Infuenced by https://github.com/rssanders3/airflow-spark-operator-plugin and using batch instead of sessions
A plugin to Apache Airflow (Documentation: https://pythonhosted.org/airflow/, Source Code: https://github.com/apache/incubator-airflow) to allow you to run Apache Spark Commands as an Operator from Workflows
- Test extensively
- Create more examples
-
Copy the spark_livy_operator_plugin.py file into the Airflow Plugins directory
-
The Airflow Plugins Directory is defined in the airflow.cfg file as the variable "plugins_folder"
-
The Airflow Plugins Directory is, by default, ${AIRFLOW_HOME}/plugins
-
You may have to create the Airflow Plugins Directory folder as it is not created by default
-
-
Restart the Airflow Services
-
Create or Deploy DAGs which utilize the Operator
-
Your done!
class airflow.operators.LivySparkBatchOperator(application_file, class_name, session_config,, http_conn_id=None, poll_interval=10, *args, **kwargs)

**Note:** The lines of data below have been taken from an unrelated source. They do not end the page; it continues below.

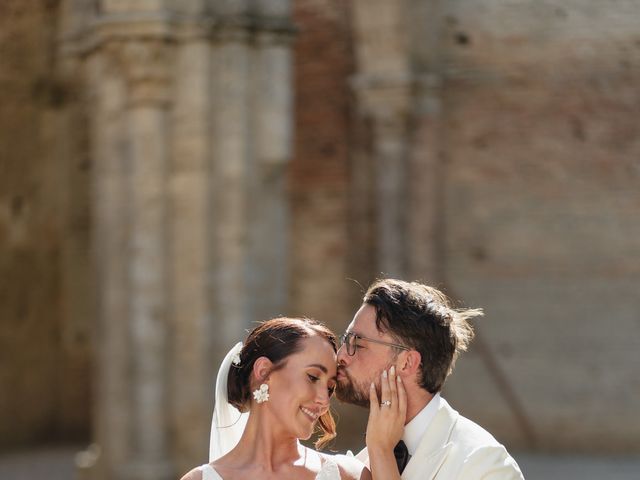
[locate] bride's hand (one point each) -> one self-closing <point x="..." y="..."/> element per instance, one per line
<point x="387" y="415"/>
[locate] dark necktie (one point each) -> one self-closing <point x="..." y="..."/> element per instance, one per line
<point x="402" y="455"/>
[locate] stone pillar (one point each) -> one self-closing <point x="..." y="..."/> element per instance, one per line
<point x="110" y="220"/>
<point x="231" y="151"/>
<point x="147" y="68"/>
<point x="273" y="112"/>
<point x="383" y="92"/>
<point x="191" y="316"/>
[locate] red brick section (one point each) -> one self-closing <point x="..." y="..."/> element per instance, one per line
<point x="319" y="173"/>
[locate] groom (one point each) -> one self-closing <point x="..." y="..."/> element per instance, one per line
<point x="413" y="327"/>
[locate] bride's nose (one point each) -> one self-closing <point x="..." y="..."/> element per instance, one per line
<point x="322" y="397"/>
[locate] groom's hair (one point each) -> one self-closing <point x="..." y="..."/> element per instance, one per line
<point x="277" y="339"/>
<point x="422" y="318"/>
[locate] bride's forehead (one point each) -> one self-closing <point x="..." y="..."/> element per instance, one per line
<point x="316" y="346"/>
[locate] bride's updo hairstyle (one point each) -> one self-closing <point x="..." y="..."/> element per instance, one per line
<point x="277" y="339"/>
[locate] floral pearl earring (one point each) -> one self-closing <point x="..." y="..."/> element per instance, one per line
<point x="261" y="394"/>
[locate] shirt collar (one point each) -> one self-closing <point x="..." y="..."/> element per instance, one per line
<point x="415" y="429"/>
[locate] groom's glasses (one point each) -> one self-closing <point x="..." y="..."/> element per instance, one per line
<point x="349" y="340"/>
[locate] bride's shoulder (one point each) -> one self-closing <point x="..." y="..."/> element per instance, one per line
<point x="350" y="467"/>
<point x="195" y="474"/>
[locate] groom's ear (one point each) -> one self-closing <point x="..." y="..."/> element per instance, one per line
<point x="261" y="369"/>
<point x="410" y="362"/>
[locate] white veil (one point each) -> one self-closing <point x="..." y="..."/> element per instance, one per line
<point x="228" y="423"/>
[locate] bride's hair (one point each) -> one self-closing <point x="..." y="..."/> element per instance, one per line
<point x="276" y="339"/>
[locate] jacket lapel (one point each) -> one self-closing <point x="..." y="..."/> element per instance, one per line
<point x="434" y="446"/>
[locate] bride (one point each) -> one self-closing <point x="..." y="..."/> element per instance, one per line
<point x="275" y="390"/>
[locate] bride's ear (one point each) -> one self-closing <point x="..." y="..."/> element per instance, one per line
<point x="261" y="369"/>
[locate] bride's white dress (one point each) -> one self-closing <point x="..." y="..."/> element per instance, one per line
<point x="329" y="471"/>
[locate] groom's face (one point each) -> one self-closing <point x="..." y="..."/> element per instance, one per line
<point x="357" y="371"/>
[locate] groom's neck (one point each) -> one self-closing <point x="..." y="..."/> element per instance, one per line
<point x="417" y="399"/>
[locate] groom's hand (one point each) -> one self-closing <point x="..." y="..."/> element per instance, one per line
<point x="387" y="415"/>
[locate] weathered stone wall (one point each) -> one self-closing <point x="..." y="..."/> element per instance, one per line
<point x="45" y="293"/>
<point x="541" y="105"/>
<point x="519" y="146"/>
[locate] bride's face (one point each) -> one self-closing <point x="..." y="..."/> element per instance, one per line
<point x="299" y="392"/>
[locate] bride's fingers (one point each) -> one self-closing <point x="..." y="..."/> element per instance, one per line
<point x="385" y="395"/>
<point x="402" y="398"/>
<point x="374" y="405"/>
<point x="393" y="391"/>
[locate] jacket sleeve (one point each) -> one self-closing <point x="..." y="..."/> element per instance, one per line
<point x="490" y="463"/>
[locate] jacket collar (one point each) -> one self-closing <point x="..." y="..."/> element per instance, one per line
<point x="434" y="446"/>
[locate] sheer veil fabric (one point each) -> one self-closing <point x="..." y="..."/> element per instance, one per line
<point x="228" y="423"/>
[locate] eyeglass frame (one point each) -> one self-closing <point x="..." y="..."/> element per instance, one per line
<point x="344" y="341"/>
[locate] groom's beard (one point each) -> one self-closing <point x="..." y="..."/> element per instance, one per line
<point x="350" y="391"/>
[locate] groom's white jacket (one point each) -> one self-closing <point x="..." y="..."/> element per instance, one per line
<point x="453" y="447"/>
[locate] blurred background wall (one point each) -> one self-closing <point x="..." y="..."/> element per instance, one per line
<point x="173" y="171"/>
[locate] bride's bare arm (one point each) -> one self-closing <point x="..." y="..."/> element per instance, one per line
<point x="385" y="426"/>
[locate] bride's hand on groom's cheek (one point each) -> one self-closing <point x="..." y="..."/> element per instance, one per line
<point x="387" y="414"/>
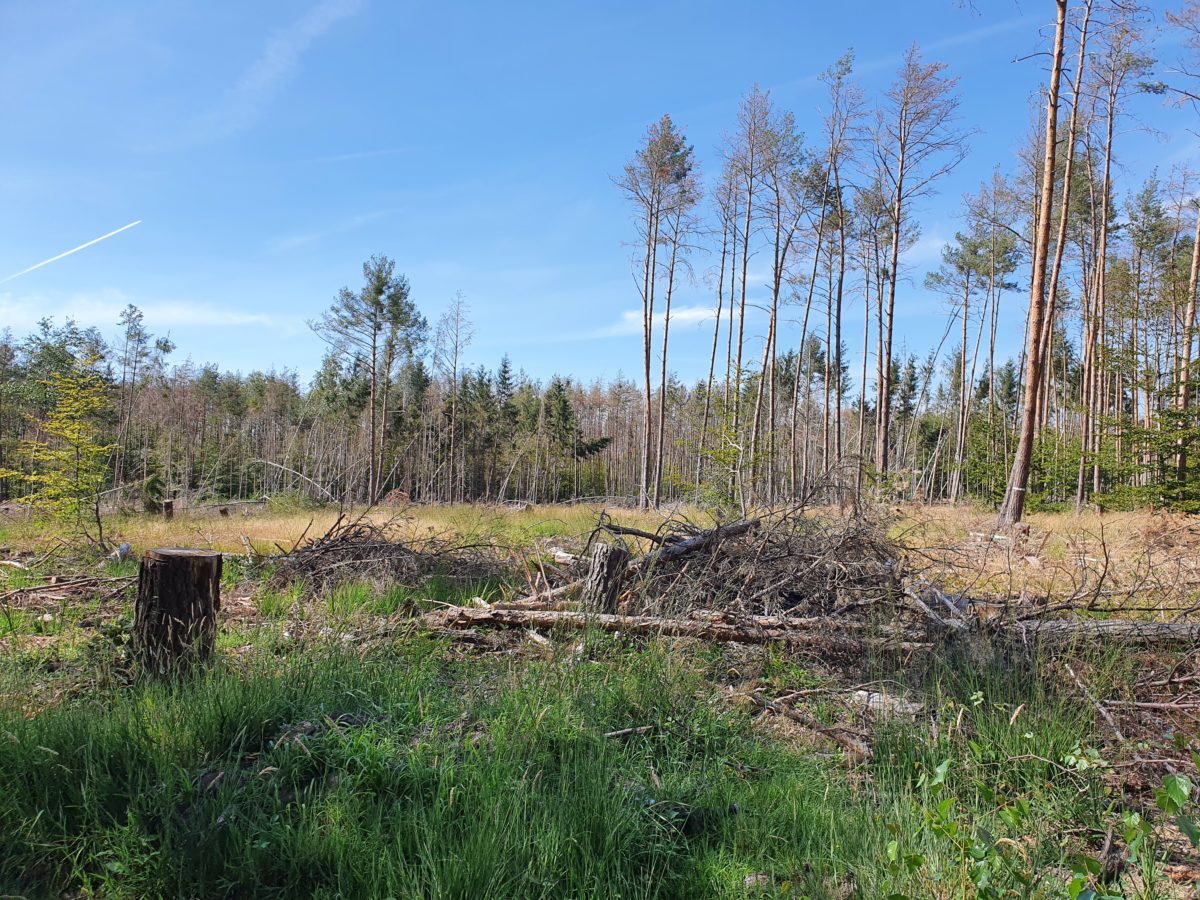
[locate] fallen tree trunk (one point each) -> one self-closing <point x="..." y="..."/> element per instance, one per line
<point x="702" y="541"/>
<point x="817" y="633"/>
<point x="849" y="741"/>
<point x="1158" y="634"/>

Bases: airflow.models.BaseOperator
Operator to facilitate interacting with the Livy Server which executes Apache Spark code via a REST API.
Parameters:
- application_file (string) - Jar to submit to the Livy Server (templated)
- class_name (string) - Class containing the main method.
- session_config (string) - all additional configuration to be passed as json.
- http_conn_id (string) - The http connection to run the operator against.
- poll_interval (integer) - The polling interval to use when checking if the code in spark_script has finished executing. In seconds. (default: 30 seconds)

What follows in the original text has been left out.